И вот она стоит перед нами у стены, глядит на мать, сверкая зубами — ещё ребёнок, ещё маленькая, шестилетняя девочка с двумя неряшливыми хвостиками чуть выше ушей. Ею никто и никогда не интересовался, и весь мир твердил ей о том, что она лишняя, что сдохла бы она уже, исчезла бы, зачем ты живёшь, зачем ты борешься, ведь ты не нужна, никому не нужна…
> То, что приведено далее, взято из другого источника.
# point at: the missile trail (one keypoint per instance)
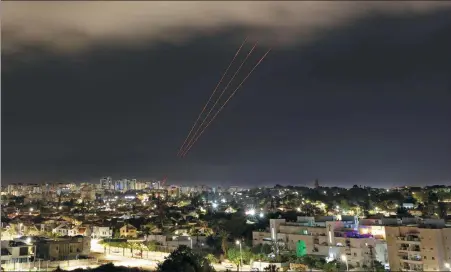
(211, 96)
(220, 96)
(220, 109)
А она борется. Ведёт войну с главным врагом — своей матерью. Её нежная детская кожа уже как панцирь — от него отскакивают обидные слова и поступки. Но даже в панцире есть ничем не защищенные лазейки, которые всегда в синяках, ведь она человек, ведь как бы она не научилась защищаться и показывать зубы — она всего лишь маленький забитый хорёк и разница между ними в том, что хорёк никогда не отличит добра от зла, он слишком прост и быть злобным заложено в его кр*ви. А Настина агрессия — это маска, плащ из плотной резины. Ты возьми нож доброты и разрежь этот плащ, эту маску, и под ними найдёшь голодного, испуганного ребёнка, который прижмётся к тебе и заплачет. Но такой человек не спешил приходить в жизнь Насти. У неё была только мать.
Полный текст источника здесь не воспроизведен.